New objectives in the plan include to campaign for the 192-mile Coast-to-Coast footpath, which runs from St Bees Head in Cumbria to Robin Hood’s Bay in North Yorkshire, to be given National Trail status by 2024.

If granted the status, the route devised by famous author Alfred Wainwright, would be given national funding alongside the 15 existing National Trails, such as the Pennine Way and the Cleveland Way, and looked after by Natural England.

Another fresh objective in the plan will be to support land managers to create more resilient landscapes through strategies to cut the risk and spread of invasive non-native species, such as Himalayan Balsam, which out-competes native vegetation leaving areas with little diversity.

Other species of concern include Japanese Knotweed and Signal Crayfish, which are a particular problem in the River Ure and parts of the River Swale.

The plan also outlines action to respond to threats from pests and diseases that threaten the environment of the national park.

Following concerns over waste and litter in the national park, a move to develop ‘Circular Economy’ strategies – that extract the maximum value from rubbish whilst in use, then recover and regenerate products and materials – is also set to be adopted.

Other new objectives include results-based farming support, natural flood management, and encouraging first-time visitors to the park.
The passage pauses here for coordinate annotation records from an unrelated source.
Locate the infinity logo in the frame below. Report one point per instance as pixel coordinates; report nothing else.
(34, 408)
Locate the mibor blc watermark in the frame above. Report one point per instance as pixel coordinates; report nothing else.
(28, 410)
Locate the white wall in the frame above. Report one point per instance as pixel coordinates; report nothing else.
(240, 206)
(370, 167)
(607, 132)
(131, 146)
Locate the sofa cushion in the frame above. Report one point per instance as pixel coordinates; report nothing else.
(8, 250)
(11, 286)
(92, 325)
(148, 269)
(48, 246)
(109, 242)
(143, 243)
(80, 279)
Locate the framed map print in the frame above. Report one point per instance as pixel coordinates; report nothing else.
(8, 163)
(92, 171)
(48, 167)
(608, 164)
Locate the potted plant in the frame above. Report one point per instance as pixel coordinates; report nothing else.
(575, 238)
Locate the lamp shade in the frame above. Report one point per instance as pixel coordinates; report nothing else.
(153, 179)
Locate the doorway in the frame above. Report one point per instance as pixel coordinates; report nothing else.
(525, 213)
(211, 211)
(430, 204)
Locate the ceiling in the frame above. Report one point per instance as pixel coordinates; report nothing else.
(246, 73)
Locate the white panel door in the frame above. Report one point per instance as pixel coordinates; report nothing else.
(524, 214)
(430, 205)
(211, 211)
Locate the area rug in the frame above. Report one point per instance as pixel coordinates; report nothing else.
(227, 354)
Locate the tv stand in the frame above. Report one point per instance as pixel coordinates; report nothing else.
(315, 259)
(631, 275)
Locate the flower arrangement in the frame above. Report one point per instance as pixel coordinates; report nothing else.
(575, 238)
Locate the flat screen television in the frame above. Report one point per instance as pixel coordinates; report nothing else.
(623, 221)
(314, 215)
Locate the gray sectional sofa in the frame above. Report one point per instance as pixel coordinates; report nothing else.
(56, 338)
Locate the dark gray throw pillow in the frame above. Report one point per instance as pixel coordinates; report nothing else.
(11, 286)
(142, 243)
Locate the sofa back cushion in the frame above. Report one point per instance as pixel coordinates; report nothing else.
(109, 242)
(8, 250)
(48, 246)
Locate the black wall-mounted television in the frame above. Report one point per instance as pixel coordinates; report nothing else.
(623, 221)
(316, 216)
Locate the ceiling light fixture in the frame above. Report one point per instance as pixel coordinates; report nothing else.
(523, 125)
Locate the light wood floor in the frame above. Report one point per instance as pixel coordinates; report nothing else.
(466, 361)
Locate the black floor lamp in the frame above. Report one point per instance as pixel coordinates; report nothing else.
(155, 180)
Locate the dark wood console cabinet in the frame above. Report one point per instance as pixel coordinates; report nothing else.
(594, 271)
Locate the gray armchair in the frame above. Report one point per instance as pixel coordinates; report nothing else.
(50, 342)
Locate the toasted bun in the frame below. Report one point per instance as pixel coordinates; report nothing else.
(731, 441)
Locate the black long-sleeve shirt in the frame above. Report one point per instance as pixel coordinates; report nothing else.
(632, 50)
In a report to the authority’s members, its head of sustainable development Peter Stockton said the plan would be used to inform everything from the setting of the budget to the detailed targets in individual staff appraisals.

He said several of the objectives, including developing services on the Settle-Carlisle and Wensleydale railways, peat restoration and housebuilding, were “deliberately very ambitious”, and did not yet have sufficient funding to implement them.

Mr Stockton said: “By putting them in the plan, the Steering Group is wanting to maintain the current momentum to try to tackle these issues, and making a commitment to work collectively to seek and lobby for the necessary funding to deliver them.”